Friday, March 13, 2009

silver lining

the one positive thing about being so extraordinarily far away from some ppl is that when i really really want to be alone, all i have to do is shut the door, and close the computer.

shutting out, shutting down, and disconnecting.

amazing how you thought you knew some ppl, and then they surprise you so completely, and think nothing of it.

i think i will, against my better efforts, always be a misanthrope by trade and hobby.

-stephan!e

Thursday, February 19, 2009

return to the single life

i miss this.

if you read this regularly and wondered where i'd disappeared to in the last 2 weeks, yr answer is this: i've been here all along, but away from my computer! what do you think about that?!

the truth is that i spend far more time on the internet when i am alone. i used to worry i have become technology-dependent, but i realize now that it's just a proxy for communicating with ppl i can't live without. hm, well, that and a convenient distraction. but i could quit if i wanted to, and i did!

2 weeks was the exact amount of time my boyfriend was in LA. we were making up for lost time. 6 months is a long time not to see someone who makes you obliviously and ridiculously happy. but now he's gone again, still in transit on his return to that lucky country of Turkey. and now things are quiet and lonely. it's back to cooking dinners for two and only eating half, saving leftovers in tupperware containers, not drinking wine and lighting candles, brushing my teeth all by myself, taking a week to finish a carton of orange juice, taking a week and a half to finish a loaf of bread, waiting in line at the grocery store all by myself, sorting receipts and grading papers, working out obsessively and yes, blogging, twittering, tumblring, and checking email because now i have the time.

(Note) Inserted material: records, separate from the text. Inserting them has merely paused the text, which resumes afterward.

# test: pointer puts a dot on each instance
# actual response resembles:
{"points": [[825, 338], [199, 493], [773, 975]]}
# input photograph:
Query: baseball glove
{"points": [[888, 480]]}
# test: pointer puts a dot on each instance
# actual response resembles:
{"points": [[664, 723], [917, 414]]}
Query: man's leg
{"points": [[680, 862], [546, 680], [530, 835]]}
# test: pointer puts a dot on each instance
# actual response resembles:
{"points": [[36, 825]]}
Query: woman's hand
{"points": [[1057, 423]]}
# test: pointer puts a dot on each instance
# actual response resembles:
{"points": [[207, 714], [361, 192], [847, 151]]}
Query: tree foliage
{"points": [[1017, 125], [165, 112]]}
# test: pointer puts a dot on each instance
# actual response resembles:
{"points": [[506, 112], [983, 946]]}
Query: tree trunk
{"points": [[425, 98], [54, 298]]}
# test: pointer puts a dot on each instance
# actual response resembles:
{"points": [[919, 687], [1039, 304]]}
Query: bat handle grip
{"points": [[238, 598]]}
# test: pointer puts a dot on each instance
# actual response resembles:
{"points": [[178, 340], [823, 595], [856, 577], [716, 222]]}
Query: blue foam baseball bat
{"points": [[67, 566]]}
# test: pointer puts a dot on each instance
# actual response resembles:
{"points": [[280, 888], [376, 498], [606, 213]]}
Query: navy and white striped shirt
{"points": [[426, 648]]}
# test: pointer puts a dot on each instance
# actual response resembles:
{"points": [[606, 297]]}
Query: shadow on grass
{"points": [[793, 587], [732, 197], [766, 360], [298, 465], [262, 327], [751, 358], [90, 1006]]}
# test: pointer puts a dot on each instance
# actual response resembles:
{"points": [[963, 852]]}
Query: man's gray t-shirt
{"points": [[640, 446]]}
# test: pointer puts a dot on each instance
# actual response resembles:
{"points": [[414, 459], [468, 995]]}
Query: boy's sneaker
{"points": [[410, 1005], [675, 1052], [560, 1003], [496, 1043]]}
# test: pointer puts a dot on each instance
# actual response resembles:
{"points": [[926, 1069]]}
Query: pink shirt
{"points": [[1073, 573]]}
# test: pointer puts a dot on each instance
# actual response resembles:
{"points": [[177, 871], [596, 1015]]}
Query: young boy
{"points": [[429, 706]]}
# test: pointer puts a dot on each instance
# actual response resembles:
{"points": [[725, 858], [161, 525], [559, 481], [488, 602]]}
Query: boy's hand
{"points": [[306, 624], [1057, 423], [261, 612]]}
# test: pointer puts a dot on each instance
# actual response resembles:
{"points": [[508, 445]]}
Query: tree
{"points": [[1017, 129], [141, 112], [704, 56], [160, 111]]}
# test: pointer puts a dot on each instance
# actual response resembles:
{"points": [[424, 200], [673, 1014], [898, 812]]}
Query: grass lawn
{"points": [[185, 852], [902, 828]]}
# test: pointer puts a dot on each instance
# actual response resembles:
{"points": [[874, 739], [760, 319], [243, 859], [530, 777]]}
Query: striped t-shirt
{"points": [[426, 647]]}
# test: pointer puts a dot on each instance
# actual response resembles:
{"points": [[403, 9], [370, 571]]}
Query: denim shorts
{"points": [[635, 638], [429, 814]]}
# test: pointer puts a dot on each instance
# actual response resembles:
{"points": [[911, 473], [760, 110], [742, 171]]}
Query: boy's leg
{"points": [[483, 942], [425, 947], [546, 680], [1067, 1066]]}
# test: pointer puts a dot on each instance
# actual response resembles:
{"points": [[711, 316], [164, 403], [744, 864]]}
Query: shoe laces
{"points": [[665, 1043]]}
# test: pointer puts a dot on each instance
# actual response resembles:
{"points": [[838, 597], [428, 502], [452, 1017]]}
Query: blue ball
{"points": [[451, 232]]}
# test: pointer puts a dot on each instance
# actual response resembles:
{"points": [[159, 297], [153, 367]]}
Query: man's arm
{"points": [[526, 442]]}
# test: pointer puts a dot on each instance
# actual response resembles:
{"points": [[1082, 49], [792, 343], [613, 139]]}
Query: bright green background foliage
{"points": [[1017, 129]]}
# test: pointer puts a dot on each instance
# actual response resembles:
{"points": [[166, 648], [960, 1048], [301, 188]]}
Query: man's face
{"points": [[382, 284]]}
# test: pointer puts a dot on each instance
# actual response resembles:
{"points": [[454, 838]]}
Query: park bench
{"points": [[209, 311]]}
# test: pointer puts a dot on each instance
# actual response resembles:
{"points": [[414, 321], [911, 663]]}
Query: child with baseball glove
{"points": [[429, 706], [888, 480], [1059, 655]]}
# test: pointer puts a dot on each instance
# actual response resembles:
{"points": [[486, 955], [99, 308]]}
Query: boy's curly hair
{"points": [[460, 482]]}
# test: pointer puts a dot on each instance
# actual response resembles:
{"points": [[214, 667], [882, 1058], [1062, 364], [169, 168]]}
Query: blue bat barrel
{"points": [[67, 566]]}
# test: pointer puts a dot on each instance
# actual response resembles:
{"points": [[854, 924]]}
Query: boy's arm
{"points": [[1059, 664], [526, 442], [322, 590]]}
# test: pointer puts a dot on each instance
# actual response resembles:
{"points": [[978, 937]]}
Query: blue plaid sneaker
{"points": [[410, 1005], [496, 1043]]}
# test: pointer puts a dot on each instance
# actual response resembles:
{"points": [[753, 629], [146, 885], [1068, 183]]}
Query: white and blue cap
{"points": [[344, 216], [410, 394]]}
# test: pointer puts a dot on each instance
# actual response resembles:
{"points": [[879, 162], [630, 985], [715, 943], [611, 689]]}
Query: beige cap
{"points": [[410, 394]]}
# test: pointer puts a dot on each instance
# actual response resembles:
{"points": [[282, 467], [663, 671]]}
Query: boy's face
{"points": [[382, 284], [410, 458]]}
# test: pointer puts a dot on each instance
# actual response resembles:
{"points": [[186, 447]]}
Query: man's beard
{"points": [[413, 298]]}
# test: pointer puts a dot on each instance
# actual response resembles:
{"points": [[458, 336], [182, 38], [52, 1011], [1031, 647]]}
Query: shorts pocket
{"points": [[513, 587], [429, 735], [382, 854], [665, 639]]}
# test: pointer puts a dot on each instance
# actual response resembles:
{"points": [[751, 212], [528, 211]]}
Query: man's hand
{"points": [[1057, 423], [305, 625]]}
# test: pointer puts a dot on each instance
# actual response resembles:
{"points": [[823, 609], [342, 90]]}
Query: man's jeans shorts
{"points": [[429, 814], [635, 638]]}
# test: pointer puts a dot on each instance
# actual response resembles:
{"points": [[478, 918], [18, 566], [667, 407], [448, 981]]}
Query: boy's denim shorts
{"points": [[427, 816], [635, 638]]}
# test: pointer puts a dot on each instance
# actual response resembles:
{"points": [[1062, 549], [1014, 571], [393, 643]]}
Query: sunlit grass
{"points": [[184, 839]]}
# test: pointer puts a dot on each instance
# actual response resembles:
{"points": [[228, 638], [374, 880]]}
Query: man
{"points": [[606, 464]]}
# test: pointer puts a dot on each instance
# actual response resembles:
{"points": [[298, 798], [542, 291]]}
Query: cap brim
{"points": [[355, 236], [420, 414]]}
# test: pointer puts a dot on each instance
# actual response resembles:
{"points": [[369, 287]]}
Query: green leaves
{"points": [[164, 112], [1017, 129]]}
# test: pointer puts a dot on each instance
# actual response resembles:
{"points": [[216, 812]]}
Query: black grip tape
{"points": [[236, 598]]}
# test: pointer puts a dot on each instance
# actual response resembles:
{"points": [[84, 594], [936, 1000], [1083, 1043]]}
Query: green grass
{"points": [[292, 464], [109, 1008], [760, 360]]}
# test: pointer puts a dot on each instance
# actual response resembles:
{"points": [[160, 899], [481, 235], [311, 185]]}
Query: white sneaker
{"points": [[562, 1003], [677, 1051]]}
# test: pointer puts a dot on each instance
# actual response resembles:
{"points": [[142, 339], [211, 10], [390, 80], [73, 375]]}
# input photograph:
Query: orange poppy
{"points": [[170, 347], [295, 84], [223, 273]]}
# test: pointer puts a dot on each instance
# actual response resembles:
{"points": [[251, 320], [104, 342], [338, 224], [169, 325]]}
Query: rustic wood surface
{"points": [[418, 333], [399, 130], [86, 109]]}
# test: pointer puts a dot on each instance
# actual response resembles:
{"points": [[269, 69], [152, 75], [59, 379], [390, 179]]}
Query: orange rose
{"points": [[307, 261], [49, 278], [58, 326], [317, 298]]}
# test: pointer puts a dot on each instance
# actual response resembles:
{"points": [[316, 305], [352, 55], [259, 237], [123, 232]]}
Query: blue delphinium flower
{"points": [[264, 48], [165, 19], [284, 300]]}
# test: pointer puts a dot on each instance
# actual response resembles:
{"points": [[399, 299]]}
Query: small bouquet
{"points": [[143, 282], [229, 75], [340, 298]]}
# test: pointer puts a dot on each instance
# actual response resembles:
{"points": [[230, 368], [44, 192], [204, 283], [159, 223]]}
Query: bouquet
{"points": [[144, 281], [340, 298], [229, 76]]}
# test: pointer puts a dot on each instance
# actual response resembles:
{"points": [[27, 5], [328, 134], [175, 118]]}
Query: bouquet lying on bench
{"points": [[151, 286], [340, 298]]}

there are infinite daily events in modern life that have the potential to be either extremely gratifying or intensely miserable. these ritual behaviors can be vastly improved by pleasant companionship, eased by a reassuring hand or the proximity of a familiar human touch. unfortunately, these are frequently things we take for granted, and these events comprise the majority of every day. and as with so many things, we notice and lament the lack more than we appreciate the presence, sometimes. it is bad enough to feel so alone, but then something as small as getting into a car and looking over to the passenger seat and realizing there's no one there to talk to or hold yr hand thru rush hour traffic, or to notice all the leftover pasta in the pan after you're already full, those are things that make you heartsick.

coming back to my apartment last night after dropping Ben off at the airport encapsulated the feeling that lingers this evening as i write this, that will probably persist in all its manifest forms for the next 4 months until i see him again or have another visitor: an empty apartment, only my clothes in a messy heap on the chair, pillows stacked on one side of the bed, one set of towels, one toothbrush in a cup.

i once wrote that returning to an empty apartment after weeks of constant companionship is perhaps the most depressing experience imaginable. but i was wrong. what saddens me most is returning to the way life is, rather than the way it could be.